Transformer Architecture

[!IMPORTANT] The Transformer is not just one attention layer. It is a deep stack of Encoder and Decoder blocks, carefully designed to flow gradients effectively.

1. The Big Picture: Encoder-Decoder

The original Transformer (Vaswani et al., 2017) was designed for machine translation. It consists of two stacks:

Encoder: Processes the input sequence (e.g., English sentence) into a contextualized representation.
Decoder: Generates the output sequence (e.g., French sentence) one token at a time, attending to the Encoder’s output.

Architecture Diagram

2. Multi-Head Attention

Why have one attention head when you can have many?

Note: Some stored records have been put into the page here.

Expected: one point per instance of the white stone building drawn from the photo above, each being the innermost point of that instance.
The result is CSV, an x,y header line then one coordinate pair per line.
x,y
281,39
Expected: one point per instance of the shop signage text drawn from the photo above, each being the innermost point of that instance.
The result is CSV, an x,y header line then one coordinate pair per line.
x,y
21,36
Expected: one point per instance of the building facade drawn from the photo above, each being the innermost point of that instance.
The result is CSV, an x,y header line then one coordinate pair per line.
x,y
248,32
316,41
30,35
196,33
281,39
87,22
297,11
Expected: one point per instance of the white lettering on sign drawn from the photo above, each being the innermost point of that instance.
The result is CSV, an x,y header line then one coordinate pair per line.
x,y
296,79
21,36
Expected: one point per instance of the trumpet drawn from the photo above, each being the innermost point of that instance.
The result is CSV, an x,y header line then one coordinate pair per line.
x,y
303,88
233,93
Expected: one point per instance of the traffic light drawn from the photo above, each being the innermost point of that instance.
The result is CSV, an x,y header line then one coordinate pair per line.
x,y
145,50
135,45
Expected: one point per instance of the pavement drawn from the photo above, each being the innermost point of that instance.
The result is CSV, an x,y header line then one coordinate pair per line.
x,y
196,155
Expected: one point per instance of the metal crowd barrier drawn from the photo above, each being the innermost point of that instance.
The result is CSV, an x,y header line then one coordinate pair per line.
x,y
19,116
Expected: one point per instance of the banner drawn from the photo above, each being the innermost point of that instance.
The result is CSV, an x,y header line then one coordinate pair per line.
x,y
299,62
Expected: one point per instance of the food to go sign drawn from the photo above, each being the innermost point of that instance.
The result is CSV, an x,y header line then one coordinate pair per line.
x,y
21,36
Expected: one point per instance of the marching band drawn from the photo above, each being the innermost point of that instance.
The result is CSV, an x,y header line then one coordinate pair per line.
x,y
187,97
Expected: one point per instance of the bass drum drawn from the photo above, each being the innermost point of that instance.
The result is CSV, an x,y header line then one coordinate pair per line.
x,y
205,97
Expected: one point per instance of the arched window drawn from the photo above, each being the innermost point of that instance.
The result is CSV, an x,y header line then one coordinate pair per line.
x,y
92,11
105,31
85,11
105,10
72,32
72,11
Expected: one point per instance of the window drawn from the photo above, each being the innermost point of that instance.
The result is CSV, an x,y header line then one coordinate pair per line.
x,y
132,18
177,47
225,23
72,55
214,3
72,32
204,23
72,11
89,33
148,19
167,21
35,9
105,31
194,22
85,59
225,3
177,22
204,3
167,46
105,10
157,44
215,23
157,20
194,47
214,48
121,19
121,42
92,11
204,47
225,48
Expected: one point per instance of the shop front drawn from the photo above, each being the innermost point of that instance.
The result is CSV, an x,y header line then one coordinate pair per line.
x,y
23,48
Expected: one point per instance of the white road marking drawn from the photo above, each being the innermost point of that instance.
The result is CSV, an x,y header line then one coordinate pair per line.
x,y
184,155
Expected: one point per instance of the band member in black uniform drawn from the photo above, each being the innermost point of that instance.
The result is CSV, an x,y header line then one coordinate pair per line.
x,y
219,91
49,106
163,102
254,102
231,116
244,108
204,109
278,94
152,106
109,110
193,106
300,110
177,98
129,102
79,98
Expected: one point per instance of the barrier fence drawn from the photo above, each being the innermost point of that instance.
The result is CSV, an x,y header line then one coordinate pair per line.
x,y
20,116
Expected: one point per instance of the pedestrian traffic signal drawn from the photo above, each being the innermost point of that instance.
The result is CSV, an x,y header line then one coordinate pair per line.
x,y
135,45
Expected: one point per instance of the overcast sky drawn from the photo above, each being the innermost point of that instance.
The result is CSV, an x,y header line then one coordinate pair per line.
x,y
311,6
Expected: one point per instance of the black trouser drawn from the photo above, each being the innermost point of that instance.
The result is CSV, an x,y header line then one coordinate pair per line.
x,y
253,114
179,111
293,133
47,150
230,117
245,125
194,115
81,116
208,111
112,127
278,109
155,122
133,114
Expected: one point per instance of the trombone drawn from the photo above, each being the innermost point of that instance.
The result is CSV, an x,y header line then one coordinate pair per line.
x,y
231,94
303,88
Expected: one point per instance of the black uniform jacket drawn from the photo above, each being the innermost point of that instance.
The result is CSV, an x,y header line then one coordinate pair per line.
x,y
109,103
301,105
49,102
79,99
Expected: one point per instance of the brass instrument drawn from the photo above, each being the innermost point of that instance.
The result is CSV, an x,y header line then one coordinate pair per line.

Multi-Head Attention (MHA) splits the embedding dimension d_model into h heads (e.g., 512 → 8 × 64).

Parallelism: Each head learns different relationships (e.g., one focuses on grammar, another on subject-verb agreement).
Concatenation: Outputs are concatenated and projected back to d_model.

Formula:

MultiHead(Q, K, V) = Concat(head 1, ..., head h)W O

3. Positional Encoding

Transformers process all tokens simultaneously. Without Positional Encodings, the model would see “The dog bit the man” and “The man bit the dog” as identical “bags of words”.

We add a fixed vector to each input embedding to represent its position.

Even dimensions: sin(pos / 10000^2i/d_model)
Odd dimensions: cos(pos / 10000^2i/d_model)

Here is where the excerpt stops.